Noah: How have these attacks affected Prostasia going forward?
Ruth: We’ve been attacked before. And it usually gives us a week or two of trouble, and then we go on our merry way with our mission. I don’t see that that’ll change this time.
I’d definitely like to speak to the human side of what has happened and of what we’ve been through—the antisemitism, the anti-queer sentiment, just all of it. For me, it’s definitely a little harder to do my job, it’s definitely a little harder to envision what happens going forward.
Because when you have so many people telling you, you’re wrong, you’re evil, you’re awful, you’re Jewish—there were a few days where it was hard to get out of bed, and I locked down my account, and I just felt really unsafe. And I’m still working on feeling safe again. We’re, what a month into this, and I’m still working on feeling safe. So it’s hard. It’s definitely hard. And it’s impossible to not talk about the death threats that we get. That’s definitely a thing. That really, really sucks.
But as far as the overall impact for Prostasia—like I said, I see us going forward with our mission.
Jeremy: Yeah, I don’t think that it has affected Prostasia in anything like the way that our attackers hoped it would. Our Twitter following is as large as it ever was, we’ve gotten more donations than before. Someone’s come up and offered to double donations up to $25,000. We’ve had a flood of new memberships.
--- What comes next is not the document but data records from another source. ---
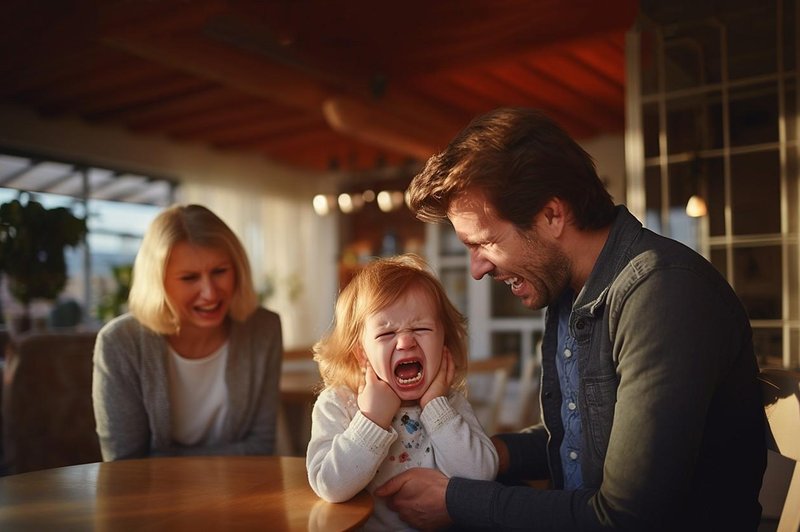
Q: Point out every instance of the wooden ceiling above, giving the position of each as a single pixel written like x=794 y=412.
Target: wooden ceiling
x=319 y=85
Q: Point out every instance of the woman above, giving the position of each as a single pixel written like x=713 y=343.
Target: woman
x=194 y=367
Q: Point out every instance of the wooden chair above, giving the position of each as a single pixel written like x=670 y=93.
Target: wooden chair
x=486 y=388
x=781 y=390
x=48 y=418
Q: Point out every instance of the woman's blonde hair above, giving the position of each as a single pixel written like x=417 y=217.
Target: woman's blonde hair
x=374 y=288
x=196 y=225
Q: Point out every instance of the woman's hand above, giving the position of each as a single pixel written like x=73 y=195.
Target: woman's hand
x=376 y=399
x=442 y=381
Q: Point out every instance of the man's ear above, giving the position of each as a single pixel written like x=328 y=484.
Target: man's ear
x=358 y=352
x=554 y=216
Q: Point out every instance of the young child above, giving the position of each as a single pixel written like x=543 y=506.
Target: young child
x=394 y=369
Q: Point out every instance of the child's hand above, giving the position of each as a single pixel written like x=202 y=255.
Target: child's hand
x=376 y=399
x=442 y=381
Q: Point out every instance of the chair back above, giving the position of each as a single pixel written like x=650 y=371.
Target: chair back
x=48 y=417
x=486 y=388
x=781 y=392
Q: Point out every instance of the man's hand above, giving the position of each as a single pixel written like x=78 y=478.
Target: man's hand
x=440 y=386
x=376 y=399
x=418 y=497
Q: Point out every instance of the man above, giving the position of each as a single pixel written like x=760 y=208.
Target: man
x=652 y=411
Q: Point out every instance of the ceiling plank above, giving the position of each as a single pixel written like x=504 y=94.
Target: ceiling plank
x=356 y=119
x=284 y=86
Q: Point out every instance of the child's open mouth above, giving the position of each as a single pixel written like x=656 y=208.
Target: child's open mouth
x=408 y=372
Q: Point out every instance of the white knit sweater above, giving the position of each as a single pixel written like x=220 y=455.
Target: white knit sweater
x=348 y=452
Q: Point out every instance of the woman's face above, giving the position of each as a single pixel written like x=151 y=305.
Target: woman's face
x=199 y=282
x=403 y=343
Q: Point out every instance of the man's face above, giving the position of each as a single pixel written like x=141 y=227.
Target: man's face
x=403 y=343
x=530 y=262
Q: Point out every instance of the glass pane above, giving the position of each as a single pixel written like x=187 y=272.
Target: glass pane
x=794 y=350
x=508 y=343
x=454 y=281
x=507 y=305
x=789 y=34
x=751 y=39
x=790 y=88
x=652 y=187
x=768 y=345
x=755 y=194
x=694 y=123
x=692 y=56
x=650 y=130
x=649 y=61
x=719 y=258
x=757 y=280
x=712 y=171
x=684 y=181
x=754 y=115
x=793 y=189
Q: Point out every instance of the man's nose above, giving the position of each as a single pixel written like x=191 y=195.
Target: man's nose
x=207 y=287
x=478 y=265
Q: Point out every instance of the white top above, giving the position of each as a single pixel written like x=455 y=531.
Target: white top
x=348 y=452
x=198 y=397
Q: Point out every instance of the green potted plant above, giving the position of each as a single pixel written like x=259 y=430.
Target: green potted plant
x=32 y=243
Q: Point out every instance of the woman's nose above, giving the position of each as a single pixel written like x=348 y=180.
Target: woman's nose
x=207 y=287
x=478 y=265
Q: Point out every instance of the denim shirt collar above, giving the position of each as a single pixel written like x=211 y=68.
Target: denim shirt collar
x=624 y=231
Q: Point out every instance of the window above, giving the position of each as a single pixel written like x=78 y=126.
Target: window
x=713 y=112
x=118 y=205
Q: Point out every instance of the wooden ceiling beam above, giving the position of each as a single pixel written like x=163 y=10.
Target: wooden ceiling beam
x=218 y=63
x=388 y=122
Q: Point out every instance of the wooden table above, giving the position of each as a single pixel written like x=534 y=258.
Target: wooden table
x=187 y=493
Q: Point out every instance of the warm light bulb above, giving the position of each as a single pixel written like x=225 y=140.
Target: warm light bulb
x=346 y=203
x=385 y=201
x=696 y=207
x=321 y=204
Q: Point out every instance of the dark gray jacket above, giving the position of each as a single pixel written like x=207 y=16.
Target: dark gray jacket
x=671 y=413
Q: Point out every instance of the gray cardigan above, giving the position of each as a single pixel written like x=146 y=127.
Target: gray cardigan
x=131 y=399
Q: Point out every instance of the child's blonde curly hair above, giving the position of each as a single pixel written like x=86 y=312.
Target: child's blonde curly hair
x=374 y=288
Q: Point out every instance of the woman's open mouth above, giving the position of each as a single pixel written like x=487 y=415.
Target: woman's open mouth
x=408 y=372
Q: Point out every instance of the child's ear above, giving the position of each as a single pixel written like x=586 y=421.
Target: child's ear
x=358 y=352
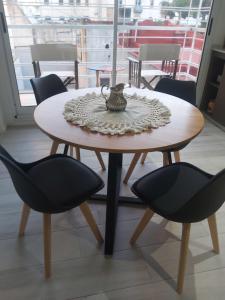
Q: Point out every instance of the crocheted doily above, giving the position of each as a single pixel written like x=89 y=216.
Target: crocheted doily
x=141 y=114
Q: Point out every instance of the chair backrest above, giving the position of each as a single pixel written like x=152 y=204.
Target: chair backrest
x=206 y=201
x=47 y=86
x=185 y=90
x=53 y=52
x=156 y=52
x=24 y=186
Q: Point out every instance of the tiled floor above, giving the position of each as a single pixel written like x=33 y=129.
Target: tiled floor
x=80 y=270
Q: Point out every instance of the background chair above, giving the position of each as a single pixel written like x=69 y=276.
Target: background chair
x=185 y=90
x=166 y=54
x=185 y=194
x=55 y=53
x=53 y=185
x=49 y=86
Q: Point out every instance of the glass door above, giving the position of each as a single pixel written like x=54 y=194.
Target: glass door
x=181 y=22
x=89 y=25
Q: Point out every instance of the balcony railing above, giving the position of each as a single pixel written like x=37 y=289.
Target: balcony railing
x=91 y=35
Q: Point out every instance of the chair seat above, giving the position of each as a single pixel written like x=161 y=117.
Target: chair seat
x=151 y=73
x=59 y=73
x=168 y=189
x=65 y=182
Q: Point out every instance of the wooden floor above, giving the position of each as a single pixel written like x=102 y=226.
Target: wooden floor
x=80 y=270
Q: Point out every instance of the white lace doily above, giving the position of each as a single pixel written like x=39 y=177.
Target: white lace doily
x=141 y=114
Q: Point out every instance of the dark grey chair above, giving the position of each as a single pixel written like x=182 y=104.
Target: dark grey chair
x=53 y=185
x=185 y=194
x=185 y=90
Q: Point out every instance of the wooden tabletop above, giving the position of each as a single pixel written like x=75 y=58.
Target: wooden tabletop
x=186 y=123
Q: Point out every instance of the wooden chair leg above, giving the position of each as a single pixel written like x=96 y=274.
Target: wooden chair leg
x=24 y=219
x=100 y=159
x=131 y=167
x=47 y=244
x=142 y=224
x=91 y=221
x=214 y=233
x=71 y=151
x=177 y=156
x=77 y=149
x=144 y=157
x=183 y=256
x=165 y=159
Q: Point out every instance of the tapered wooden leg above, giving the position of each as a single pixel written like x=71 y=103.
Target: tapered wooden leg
x=77 y=149
x=165 y=159
x=142 y=224
x=91 y=221
x=24 y=219
x=71 y=151
x=183 y=256
x=177 y=156
x=47 y=244
x=144 y=157
x=214 y=233
x=100 y=159
x=54 y=147
x=131 y=167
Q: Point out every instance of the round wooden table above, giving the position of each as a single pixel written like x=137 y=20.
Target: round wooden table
x=186 y=123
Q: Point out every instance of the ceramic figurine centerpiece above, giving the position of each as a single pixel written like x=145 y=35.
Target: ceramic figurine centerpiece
x=115 y=101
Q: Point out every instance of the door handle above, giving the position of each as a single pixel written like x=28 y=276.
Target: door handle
x=3 y=22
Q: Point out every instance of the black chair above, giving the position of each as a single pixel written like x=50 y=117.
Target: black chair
x=53 y=185
x=185 y=90
x=51 y=85
x=48 y=86
x=185 y=194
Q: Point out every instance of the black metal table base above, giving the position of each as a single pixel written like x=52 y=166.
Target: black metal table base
x=113 y=199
And we’ve been offered new consulting work as well as a plenary session at next week’s meeting of ATSA, the Association for the Treatment of Sexual Abusers, specifically to talk about how discourse around this topic is shut down and distorted. We wouldn’t have had that platform without this controversy. And it’s a big platform, there’s going to be like 1600 people in the audience.
So in a way, every cloud has a silver lining, and I think Prostasia foundation is definitely going to be going forward just as strong as before. But in saying that, I don’t want to belittle the personal cost on you yourself Noah, on Ruth and, and others on our team. It’s not the first time that we’ve been targeted and it won’t be the last. But we’re not going away.